The Cricut maker 3 is USB or Bluetooth. The cricut software is only just usable IMO. Thankfully designs can be done in illustrator and imported as DXF if you're very careful about the workflow.
> does it interface directly with a PC?

On the Explore Air 2 I had, you plug it in via USB or talk to it over Bluetooth[0].

[0] https://help.cricut.com/hc/en-us/articles/6581830148759-Blue...

Has the Cricut protocol been reverse engineered already? The primary motivation I had when building respira (controller software for the Brother PP-1 Skitch embroidery machine) was its shitty smartphone-only app. The reverse-engineering of the communication protocol was really doable with LLMs and the decompiled C++/C# code of the app. I can imagine something similar could be done with the Cricut machines.

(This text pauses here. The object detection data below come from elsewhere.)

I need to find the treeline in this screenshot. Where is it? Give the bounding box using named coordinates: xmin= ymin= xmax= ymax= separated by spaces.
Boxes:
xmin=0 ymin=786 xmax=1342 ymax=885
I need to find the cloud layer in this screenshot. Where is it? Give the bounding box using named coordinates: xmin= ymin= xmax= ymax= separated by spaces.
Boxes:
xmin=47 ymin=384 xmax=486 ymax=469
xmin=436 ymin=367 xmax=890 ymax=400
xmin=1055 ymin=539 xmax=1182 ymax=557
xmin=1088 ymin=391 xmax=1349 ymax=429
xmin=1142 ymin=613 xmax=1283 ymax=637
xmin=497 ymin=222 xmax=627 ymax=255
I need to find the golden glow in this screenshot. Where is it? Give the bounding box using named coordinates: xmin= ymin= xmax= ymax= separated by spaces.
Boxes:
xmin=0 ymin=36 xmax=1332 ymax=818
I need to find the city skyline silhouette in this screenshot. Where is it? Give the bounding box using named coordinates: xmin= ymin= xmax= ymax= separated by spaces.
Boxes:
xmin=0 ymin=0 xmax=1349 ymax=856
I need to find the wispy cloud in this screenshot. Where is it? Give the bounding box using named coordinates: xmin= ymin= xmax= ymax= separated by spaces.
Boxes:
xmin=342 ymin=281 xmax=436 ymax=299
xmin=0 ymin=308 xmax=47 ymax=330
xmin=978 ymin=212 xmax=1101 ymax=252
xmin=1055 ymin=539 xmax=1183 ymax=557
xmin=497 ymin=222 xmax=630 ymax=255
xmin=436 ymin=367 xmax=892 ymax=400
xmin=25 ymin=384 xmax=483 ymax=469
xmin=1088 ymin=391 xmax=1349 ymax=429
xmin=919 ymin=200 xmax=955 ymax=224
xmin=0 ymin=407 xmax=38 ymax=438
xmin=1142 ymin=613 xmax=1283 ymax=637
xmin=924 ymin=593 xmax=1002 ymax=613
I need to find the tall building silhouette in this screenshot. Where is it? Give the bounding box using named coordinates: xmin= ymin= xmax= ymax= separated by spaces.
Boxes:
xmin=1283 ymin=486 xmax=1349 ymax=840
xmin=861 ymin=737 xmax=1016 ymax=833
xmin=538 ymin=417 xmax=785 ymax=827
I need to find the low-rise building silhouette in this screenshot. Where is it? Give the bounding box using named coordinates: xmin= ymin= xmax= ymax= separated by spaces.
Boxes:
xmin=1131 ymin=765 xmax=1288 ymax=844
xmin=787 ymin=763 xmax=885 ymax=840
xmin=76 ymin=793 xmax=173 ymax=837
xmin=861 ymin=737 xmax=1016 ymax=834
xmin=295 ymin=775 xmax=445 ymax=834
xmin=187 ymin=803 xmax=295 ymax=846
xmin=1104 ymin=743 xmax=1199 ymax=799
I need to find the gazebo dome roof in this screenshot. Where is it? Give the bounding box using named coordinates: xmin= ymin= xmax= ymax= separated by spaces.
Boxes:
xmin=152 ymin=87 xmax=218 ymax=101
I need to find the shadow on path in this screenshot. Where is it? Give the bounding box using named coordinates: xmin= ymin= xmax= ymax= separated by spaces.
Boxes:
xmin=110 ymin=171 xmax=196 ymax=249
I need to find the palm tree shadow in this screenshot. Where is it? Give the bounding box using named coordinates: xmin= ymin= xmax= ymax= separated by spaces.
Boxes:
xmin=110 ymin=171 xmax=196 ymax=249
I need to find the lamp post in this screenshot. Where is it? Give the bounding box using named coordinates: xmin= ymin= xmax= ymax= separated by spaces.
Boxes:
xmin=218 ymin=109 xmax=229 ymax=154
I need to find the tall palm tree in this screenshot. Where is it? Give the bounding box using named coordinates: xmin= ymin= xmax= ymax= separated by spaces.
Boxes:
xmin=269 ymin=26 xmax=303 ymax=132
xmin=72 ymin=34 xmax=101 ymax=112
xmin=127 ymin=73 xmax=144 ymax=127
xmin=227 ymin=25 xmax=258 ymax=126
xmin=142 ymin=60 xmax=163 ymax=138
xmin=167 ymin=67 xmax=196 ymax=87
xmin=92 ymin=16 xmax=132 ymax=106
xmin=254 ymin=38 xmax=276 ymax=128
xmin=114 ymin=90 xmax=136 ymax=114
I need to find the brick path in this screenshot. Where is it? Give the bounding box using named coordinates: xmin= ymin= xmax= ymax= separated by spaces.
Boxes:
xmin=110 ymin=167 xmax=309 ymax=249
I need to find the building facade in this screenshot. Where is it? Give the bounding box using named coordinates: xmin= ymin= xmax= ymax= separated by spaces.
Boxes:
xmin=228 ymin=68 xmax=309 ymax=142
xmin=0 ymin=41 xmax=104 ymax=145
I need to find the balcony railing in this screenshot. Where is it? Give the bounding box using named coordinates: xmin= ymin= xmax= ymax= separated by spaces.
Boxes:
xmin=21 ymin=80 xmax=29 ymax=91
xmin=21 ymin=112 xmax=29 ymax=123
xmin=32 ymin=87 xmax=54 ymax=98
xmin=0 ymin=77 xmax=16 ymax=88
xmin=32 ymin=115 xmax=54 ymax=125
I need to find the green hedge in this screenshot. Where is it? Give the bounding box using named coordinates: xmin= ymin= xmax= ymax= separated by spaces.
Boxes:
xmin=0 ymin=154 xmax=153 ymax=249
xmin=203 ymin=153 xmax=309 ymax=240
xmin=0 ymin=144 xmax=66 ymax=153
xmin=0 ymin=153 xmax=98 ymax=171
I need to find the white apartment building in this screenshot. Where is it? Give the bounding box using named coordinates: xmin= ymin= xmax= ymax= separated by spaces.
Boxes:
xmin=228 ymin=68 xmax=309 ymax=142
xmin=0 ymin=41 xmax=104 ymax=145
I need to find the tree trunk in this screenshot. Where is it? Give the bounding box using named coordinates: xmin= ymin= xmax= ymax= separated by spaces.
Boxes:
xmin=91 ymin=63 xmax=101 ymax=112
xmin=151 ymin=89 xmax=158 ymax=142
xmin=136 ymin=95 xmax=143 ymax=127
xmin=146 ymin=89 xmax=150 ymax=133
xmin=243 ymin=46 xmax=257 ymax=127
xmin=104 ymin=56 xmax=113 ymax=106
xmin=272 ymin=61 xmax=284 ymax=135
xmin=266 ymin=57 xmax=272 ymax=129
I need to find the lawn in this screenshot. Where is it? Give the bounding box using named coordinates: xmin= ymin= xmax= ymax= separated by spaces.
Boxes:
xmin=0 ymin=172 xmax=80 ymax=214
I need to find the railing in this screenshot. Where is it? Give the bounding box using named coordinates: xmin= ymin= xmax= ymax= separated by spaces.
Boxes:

The tooling is there in Inkscape (same for embroidery via InkStitch). AFAIK Silhouette plotters can be controlled via Inkscape plugins already.

There's a Wiki link in OP that suggests two other pieces of software had added support in the past but were sued by Cricut's org to remove support.

The real take home (as OP is clear about), is don't buy anything from this shitty company, but at least if you already have, and really must use it, you can get their shitty, proprietary, locked down software running on Linux using OPs instructions.

I had always wanted a cutting machine like this, to complement my 3D printers, but I had learned about their plans to charge a subscription to use their software; OPs linked Wiki suggests that was scrapped after backlash; but the damage is done; I'd never buy a thing from them.

Stick with Silhouette. They're at least owned by a bigger proper conglomerate (Graphtec) that doesn't fuck around with stupid bullshit like Cricut is.

As a plus, small Silhouettes provide a hardware and software upgrade path off of the Silhouette Studio to Graphtec's own design package, and then up to Graphtec's own full-size vinyl cutters.

Thanks for the tip. I'll take a look.
And they have pen-plotter attachments, too!